Ipê
Guardo em minha memória uma rua esquecível.
O único motivo de não jogá-la no aterro do esquecimento é aquela longa árvore em frente á minha casa.
Árvore carrancuda, cemitério de algumas pipas.
Mas carrancuda só até maio.
Daí em diante ela se transformava em vida.
Rosava-se e a rua Comendador Farias virava a rua do Ipê.
Numa cidade rasteira aquele era o nosso arranha-céu, motivo de orgulho de muitos moradores.

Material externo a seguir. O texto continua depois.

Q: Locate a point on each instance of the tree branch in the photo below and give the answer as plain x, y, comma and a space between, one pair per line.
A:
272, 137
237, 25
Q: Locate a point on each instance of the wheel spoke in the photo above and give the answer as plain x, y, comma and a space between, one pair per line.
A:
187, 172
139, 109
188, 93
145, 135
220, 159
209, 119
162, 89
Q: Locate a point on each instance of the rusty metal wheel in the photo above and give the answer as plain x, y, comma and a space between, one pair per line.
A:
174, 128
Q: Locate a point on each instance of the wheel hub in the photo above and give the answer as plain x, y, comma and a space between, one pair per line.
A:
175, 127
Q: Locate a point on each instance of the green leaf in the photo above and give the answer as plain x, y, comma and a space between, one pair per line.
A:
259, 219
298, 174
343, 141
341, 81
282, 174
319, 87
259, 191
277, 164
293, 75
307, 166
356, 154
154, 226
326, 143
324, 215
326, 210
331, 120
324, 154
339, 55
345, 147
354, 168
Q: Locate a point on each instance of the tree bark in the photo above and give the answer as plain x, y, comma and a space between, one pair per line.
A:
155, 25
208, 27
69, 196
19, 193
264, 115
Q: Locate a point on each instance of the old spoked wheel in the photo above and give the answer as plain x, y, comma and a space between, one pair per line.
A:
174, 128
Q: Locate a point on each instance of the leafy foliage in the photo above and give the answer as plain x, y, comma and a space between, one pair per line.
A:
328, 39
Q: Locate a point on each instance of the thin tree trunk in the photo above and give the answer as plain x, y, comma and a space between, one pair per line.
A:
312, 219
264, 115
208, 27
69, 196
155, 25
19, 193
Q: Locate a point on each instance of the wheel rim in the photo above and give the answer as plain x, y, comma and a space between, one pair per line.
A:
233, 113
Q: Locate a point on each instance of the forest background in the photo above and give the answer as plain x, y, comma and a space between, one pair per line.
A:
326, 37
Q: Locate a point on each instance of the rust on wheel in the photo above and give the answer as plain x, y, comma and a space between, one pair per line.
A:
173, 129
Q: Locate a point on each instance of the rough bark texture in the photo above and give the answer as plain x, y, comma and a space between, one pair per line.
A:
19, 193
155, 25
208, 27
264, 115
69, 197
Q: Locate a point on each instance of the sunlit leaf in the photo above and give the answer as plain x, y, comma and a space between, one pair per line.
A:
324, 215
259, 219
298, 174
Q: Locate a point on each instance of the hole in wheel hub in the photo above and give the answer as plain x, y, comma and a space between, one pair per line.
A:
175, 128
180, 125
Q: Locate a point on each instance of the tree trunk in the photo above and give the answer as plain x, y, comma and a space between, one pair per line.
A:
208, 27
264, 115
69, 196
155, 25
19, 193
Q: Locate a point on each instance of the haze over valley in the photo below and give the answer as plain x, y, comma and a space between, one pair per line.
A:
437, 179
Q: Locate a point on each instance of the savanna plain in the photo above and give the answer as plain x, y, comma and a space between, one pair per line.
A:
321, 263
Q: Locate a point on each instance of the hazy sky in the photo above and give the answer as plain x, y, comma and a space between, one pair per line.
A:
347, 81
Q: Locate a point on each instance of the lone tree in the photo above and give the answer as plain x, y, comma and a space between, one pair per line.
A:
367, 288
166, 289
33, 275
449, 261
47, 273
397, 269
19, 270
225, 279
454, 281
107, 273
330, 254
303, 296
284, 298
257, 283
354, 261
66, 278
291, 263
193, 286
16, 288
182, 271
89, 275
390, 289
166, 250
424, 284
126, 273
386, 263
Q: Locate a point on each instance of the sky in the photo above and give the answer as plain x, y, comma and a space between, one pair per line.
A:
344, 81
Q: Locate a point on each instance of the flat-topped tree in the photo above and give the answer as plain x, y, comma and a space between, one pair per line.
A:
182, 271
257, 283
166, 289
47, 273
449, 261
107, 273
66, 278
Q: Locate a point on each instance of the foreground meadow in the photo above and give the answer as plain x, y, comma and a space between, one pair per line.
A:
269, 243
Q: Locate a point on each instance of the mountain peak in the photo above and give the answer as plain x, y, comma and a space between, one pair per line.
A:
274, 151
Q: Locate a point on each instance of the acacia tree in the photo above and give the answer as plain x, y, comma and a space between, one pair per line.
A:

Meu não. Menino arteiro, só o que eu queria era escalá-lo e resgatar o esqueleto de algumas pipas, mas nunca consegui.
As mangueiras olhavam com inveja.
Em maio perdiam o posto de "lar dos namorados".
Não sei o que houve com o ipê hoje, não sei se continua rosando-se.
Mas hoje sei que ele representava muito mais para mim que um desafio.
Ele representava a renovação.
Quando víamos os primeiros pingos rosa no chão sabíamos que um novo tempo tinha começado. O ano tinha começado.
E, da mesma forma, quando víamos o tapete rosa no chão sabíamos que um ciclo tinha se acabado.
Mas não ficávamos tristes, com exceção de uma vizinha carola,
pois sabíamos que ano que vem tudo aconteceria de novo.
Esse ipê era o nosso relógio, o marcador de tempo de nossas infâncias.